Katie White spends her days working to transform the educational experience for teachers and students. She has been an integral part of her own school system's multi-year journey through educational reform and has assisted systems worldwide in their work toward approaches that honor learning relationships.

Using Student Work to Drive Decision-Making

“How did the simple act of identifying strengths first in your students’ writing make you feel today?”

This was the question I posed to the eight teachers sitting around the table, after our fourth grade professional learning community (PLC) team had spent half an hour analyzing (not scoring) student writing artifacts.

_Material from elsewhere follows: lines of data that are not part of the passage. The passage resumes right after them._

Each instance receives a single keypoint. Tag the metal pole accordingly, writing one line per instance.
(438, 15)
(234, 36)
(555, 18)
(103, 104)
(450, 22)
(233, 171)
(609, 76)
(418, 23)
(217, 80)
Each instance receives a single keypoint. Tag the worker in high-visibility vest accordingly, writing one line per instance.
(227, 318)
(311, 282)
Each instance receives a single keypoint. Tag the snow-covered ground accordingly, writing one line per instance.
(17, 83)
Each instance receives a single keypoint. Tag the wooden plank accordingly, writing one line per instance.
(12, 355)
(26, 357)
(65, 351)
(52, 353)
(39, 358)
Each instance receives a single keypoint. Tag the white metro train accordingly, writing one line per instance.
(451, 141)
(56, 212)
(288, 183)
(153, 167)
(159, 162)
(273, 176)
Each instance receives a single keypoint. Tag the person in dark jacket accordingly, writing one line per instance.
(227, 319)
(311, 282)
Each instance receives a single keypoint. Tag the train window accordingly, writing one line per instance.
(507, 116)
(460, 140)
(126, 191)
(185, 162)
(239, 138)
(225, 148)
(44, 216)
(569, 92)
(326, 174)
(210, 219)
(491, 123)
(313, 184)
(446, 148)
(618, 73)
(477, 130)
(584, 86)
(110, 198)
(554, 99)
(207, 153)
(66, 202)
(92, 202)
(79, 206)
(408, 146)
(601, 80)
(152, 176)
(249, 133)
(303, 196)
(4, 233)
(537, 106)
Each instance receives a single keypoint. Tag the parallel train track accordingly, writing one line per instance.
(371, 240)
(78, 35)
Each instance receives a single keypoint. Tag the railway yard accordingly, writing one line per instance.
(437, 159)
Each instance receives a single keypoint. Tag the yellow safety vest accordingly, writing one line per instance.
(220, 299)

“I feel optimistic. Usually when I look at work, I am identifying and correcting mistakes. This time I was noticing the good things. This made me much more hopeful about the students’ writing. I actually felt like I could more easily figure out where to start with them.”

This was a powerful insight in the moment, and is also really important to remember when we engage in artifact analysis after an assessment experience. When we focus on the deficits first, sometimes they are all we see. When we begin with strength, we can celebrate our learners. We may choose to acknowledge their current strength formally during conferencing, through written feedback, or in any number of other ways. Furthermore, we have a clear starting point for our instruction that will build on skills and knowledge students already possess. Lastly, starting with strength allows teachers to feel optimistic and empowered. This approach to artifact analysis ensures we feel hopeful about our students from the very beginning right through to our instructional response.

Once we position ourselves to greet strength first, we can feel more equipped to examine student needs. This does not mean we spend time correcting errors, editing, or assigning points to an effort. Instead, it means we ask ourselves what students need tomorrow based on what we are seeing today. It means that we embrace assessment as future-focused; as informing our own next steps. This is quite a shift in assessment approach, and on the day we engaged in this work, the teachers involved felt that it was quite freeing to let go of numbers, points, and scores and focus on needs.

Here is how we engaged in our analysis of student writing. We began our time together with two simple steps:

  1. We individually examined our students’ work and identified strengths every time they appeared in a learner’s writing sample. We recorded each separate strength on its own sticky note. The purpose of recording it in this way was to capture the frequency of strengths in our collective student work. Some of the strengths included: strong descriptive language, engaging hook, or clear organization. We placed our sticky notes on the wall.
  2. We individually examined our students’ work and identified needs. For this task, teachers only needed to record a discrete need once, on a sticky note. Here, we were not capturing frequency; we were going to use these sticky notes to prioritize our next area of focus as a PLC. Some of the needs included “connection to a strong message,” “thorough details,” and “clarity of language.”

Once all our sticky notes were on the wall, we divided into two teams and began to work with the notes in two different ways. For the strengths, we grouped alike strengths together and then created a bar graph using the notes, to indicate most frequent strengths to least frequent. For the needs, we grouped alike needs together and then organized them in order of priority. This invited some deep conversation about how writing unfolds and which needs were foundational to other needs. As a group, we decided, for example, that encouraging students to increase the volume of their writing and their connection to their message was a priority. Without this focus, we would not get to strong organization, refined language, or language conventions (other needs we had identified in the student writing).

Next, we stepped back and acknowledged the most frequent strengths. We were surprised to see that organization was a strength for most students. However, this realization soon led to a hunch that students were able to write according to a formula (five paragraphs, three sentences per paragraph) but that this formula might be part of the reason we were seeing a lack of connection to personal message in the students’ writing. In effect, the strengths gave us additional insight about student needs and how we were going to respond.

Our next step was to return to our student work and identify which students needed to increase their volume of writing, which needed to work on a stronger message, and which students needed enrichment because they were already proficient in each of the other two priority areas. We grouped the students according to their needs and worked together to plan our instruction in the coming week to address each need.

We finished our meeting time by creating our next assessment writing prompt, so that we could check again to see whether students were still having trouble with volume and message. This follow-up common assessment would provide us with student work to guide our analysis the next time we came together. In the meantime, we planned to address student needs the very next day.

This approach to the analysis of assessment artifacts gets us to the “heart” of effective instruction without wasting any time. We can quickly celebrate successes and plan our course of action for the very next day of instruction. We can group our students according to their needs, and we end our time together by designing our next assessment tool. Most importantly, we retain our sense of hope and optimism for ourselves and our learners. Together, we empower each other to work with students in the most effective way possible, and there is no greater feeling than that!